I don't think anything will compete with the oats well enough to bother? Even annual grasses typically grow slow and would be your good 2nd cutting, but if you are plowing under after the oats and putting beans in, might just as well go with the oats only?

Peas are the only thing that would work well as far as getting growing fast, BUT they don't dry down well at all and will make baling a struggle. For silage, would be something to look into tho.

Rereading your message, they always told me annual ryegrass is the best annual grass for down here.

The dairy neighbors love planting oats, harvesting it for silage or grain & straw, and then planting the alfalfa into the stubble.
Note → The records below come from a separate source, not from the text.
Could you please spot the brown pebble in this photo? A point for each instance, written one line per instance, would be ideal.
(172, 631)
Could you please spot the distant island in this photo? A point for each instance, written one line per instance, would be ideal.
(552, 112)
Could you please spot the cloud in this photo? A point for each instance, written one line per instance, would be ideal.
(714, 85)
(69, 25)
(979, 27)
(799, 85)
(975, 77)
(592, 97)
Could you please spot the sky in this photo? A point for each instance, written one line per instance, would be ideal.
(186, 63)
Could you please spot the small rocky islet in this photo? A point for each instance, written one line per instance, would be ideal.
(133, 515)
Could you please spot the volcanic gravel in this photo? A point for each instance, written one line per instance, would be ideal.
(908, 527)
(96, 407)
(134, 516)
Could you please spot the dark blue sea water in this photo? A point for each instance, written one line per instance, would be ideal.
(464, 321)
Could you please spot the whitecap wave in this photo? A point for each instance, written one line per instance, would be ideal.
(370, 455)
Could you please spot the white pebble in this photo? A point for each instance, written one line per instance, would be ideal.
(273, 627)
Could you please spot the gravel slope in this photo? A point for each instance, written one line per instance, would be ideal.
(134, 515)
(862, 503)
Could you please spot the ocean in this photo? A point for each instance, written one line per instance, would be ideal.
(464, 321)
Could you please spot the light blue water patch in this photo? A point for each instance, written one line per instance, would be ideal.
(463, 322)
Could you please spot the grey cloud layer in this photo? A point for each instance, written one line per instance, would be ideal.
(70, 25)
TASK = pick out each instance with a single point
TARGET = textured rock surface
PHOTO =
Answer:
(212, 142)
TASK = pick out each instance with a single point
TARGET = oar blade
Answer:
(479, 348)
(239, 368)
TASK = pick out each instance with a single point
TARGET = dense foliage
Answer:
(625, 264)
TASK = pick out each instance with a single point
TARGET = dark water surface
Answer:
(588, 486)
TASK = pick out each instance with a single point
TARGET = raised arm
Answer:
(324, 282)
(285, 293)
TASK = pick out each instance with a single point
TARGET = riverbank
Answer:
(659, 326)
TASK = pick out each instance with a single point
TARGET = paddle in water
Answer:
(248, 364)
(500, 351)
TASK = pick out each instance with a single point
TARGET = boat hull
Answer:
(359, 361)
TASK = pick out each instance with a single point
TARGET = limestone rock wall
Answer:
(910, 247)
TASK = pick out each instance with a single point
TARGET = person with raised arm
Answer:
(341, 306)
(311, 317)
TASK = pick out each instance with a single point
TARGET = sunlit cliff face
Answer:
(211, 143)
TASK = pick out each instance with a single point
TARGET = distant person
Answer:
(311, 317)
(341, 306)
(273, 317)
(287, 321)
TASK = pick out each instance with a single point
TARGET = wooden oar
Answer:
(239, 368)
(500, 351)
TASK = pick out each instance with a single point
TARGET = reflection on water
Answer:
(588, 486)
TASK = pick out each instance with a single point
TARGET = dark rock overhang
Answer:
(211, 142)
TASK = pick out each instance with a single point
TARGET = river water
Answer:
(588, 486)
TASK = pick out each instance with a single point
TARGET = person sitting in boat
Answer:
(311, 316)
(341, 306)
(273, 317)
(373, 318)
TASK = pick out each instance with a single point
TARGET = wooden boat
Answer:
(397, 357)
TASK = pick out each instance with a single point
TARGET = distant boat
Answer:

They say works better than spring planted alfalfa. But they do _not_ harvest it the year it's planted, that about kills it, needs to be left until next spring.

Don't know that I helped you, you are up a ways the summers get shorter yet up there, hard to get 2 crops out of our short summers.

paul
 
We used peas as a cover one (dry) year. Got 1 more cutting off those fields than any others. Soil stayed moist and loose all summer as well, couldn't load the wagons when we chopped if we had to climb any hills with the load.